Il n’y croyait guère, Aldo. Son moral était à l’étiage. Bien qu’il ait eu la chance de sauver Elsa, il éprouvait un pénible sentiment d’échec : le Boiteux lui avait presque mis dans la main la gemme recherchée ; il la lui avait désignée en lui faisant confiance pour la cueillir et il s’en était montré incapable. Pis encore ! C’étaient peut-être leurs recherches sur Hallstatt, à Vidal-Pellicorne et à lui, qui avaient montré aux assassins le chemin de la maison du lac ? Et cette idée-là lui était insupportable. Mais comment aurait-il pu savoir que Solmanski était déjà au cœur de l’affaire ? Et par sa sœur, encore ! Il fallait que cet homme soit le diable !
– N’exagérons rien ! dit Adalbert qui semblait avoir suivi sur le visage de son ami le cheminement de sa pensée. Ce n’est jamais qu’un mécréant doué et capable du pire mais ça, on le savait déjà...
– Comment sais-tu que je pensais à Solmanski ?
– Pas difficile à deviner ! Quand ton œil vire au vert, ce n’est pas en général quand tu évoques un ami... ou une amie. Je ne comprends pas d’ailleurs pourquoi tu fais cette tête ? L’accueil de Lisa, cette nuit, était plutôt... réconfortant non ?
– Parce qu’elle m’est tombée dans les bras ? Oh ! ... ses nerfs étaient à bout et je suis arrivé le premier. Si Fritz ou toi m’aviez précédé, c’est vous qui auriez bénéficié de cette défaillance...
– La première chose à faire est de prévenir Simon. Il arrivera peut-être, lui, à dénicher Solmanski. Je vais aller télégraphier à sa banque zurichoise.

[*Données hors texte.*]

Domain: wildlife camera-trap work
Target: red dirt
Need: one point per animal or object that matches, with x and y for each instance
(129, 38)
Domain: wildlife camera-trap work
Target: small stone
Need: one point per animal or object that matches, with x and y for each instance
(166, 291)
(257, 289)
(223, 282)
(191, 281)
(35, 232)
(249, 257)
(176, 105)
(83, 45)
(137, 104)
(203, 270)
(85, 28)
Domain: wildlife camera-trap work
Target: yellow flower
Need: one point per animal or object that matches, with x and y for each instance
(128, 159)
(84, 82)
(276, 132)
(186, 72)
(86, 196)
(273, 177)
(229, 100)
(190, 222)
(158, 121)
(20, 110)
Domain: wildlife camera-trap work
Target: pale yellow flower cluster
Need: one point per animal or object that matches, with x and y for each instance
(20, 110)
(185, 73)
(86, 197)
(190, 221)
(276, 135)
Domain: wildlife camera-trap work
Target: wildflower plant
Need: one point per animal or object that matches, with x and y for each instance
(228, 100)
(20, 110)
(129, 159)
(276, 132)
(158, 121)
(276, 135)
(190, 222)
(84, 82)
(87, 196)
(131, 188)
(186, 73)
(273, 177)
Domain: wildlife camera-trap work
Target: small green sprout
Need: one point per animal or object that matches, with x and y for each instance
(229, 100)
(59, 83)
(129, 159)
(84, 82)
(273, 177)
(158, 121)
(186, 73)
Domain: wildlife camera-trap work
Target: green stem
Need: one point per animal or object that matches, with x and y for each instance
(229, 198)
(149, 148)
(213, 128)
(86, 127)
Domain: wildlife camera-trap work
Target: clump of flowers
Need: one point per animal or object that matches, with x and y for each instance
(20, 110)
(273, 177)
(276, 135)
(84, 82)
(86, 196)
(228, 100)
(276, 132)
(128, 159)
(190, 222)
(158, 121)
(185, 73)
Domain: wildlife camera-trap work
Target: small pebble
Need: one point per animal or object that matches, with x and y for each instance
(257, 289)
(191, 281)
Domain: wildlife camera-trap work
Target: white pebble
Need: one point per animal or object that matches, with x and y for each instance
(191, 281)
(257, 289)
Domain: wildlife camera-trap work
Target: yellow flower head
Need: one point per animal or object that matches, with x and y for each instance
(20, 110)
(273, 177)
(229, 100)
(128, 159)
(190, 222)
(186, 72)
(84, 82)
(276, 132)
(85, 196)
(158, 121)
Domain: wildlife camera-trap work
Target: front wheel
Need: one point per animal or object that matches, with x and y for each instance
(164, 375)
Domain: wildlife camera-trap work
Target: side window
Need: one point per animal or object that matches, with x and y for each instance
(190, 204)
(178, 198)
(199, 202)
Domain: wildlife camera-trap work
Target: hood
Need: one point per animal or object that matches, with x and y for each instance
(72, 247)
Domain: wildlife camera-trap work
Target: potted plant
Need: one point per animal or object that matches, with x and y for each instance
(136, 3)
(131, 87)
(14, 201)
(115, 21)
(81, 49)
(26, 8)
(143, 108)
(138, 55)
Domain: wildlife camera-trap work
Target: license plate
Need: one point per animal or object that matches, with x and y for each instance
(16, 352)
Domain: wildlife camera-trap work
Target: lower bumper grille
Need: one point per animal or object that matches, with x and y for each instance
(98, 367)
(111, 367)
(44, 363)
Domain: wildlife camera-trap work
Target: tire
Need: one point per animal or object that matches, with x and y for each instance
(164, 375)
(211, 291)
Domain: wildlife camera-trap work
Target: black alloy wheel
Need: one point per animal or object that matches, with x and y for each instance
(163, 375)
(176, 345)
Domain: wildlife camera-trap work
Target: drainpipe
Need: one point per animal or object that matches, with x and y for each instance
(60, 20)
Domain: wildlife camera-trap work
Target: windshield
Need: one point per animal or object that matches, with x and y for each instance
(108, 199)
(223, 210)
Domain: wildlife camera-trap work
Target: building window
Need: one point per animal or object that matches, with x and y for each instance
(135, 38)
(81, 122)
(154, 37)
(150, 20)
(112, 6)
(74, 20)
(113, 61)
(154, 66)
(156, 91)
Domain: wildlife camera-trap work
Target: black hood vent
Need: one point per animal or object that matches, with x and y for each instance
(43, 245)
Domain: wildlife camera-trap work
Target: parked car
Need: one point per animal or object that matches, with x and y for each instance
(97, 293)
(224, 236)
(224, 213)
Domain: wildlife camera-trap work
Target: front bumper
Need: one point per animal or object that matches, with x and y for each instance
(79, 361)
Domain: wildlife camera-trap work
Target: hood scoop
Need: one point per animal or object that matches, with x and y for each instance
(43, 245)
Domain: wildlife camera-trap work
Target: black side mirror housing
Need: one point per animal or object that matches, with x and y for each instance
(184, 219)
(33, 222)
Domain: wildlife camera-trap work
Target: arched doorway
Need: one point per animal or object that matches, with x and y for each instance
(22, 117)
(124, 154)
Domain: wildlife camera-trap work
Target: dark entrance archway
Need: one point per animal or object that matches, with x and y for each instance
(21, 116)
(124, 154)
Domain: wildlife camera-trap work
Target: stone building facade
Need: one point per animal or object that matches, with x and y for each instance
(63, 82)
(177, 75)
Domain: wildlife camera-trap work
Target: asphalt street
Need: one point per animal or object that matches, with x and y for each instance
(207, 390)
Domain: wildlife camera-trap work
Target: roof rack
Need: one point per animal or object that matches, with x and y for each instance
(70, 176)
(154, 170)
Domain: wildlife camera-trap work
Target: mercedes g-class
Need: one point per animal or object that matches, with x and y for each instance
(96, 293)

Il se levait de table pour mettre son projet à exécution quand un groom s’approcha de leur table et tendit à Aldo une lettre sur un plateau d’argent. A l’intérieur, il n’y avait pas plus de cinq mots : " Venez. Elle vous réclame. Adlerstein. »
– Tu iras plus tard à la poste, dit-il, en tendant le billet à son ami.
– C’est toi qui es appelé. Pas moi, dit celui-ci avec une nuance de regret qui n’échappa pas.
– Nous sommes deux dans l’esprit de la comtesse. Quant à... la princesse – depuis qu’il avait vu son visage, Aldo n’arrivait plus à l’appeler Elsa ! – tu mérites sa gratitude autant que moi. On y va !
En arrivant au château, ils trouvèrent Lisa en haut du grand escalier. Sa stricte robe noire les surprit :
– Vous allez porter le deuil ? Pour un cousin éloigné ?
– Non, mais, jusqu’aux funérailles qui auront peu demain, c’est plus correct. Le pauvre Alexandre n’a pas de famille, nous exceptées. Aussi grand-mère lui offre-t-elle une tombe au cimetière... Adalbert, vous allez être obligé de me tenir compagnie, ajouta-t-elle en souriant à l’archéologue. Elsa veut voir seul celui qu’elle appelle Franz. C’est bien naturel...
Il y avait dans ses paroles une note de tristesse qui n’échappa pas à Morosini :
– C’est surtout insensé ! D’après votre grand-mère, je ne ressemble pas à cet homme. Pourquoi ne l’avoir pas détrompée ?
– Parce qu’elle a trop souffert, murmura la jeune fille avec des larmes dans les yeux. Si j’osais même vous demander de jouer le jeu, de ne pas lui apprendre son erreur ? ...
– Vous voulez que je me comporte comme si j’étais son fiancé ? fit Aldo abasourdi. Mais je ne saurai jamais !
– Essayez ! Dites-lui... que vous êtes obligé de retourner à Vienne, que... que vous devez subir une opération ou... accomplir une nouvelle mission mais, par pitié, ne lui dites pas qui vous êtes. Grand-mère et moi craignons le moment où elle apprendra sa mort, elle est si faible ! Quand elle aura repris des forces, ce sera plus facile ! Vous comprenez ?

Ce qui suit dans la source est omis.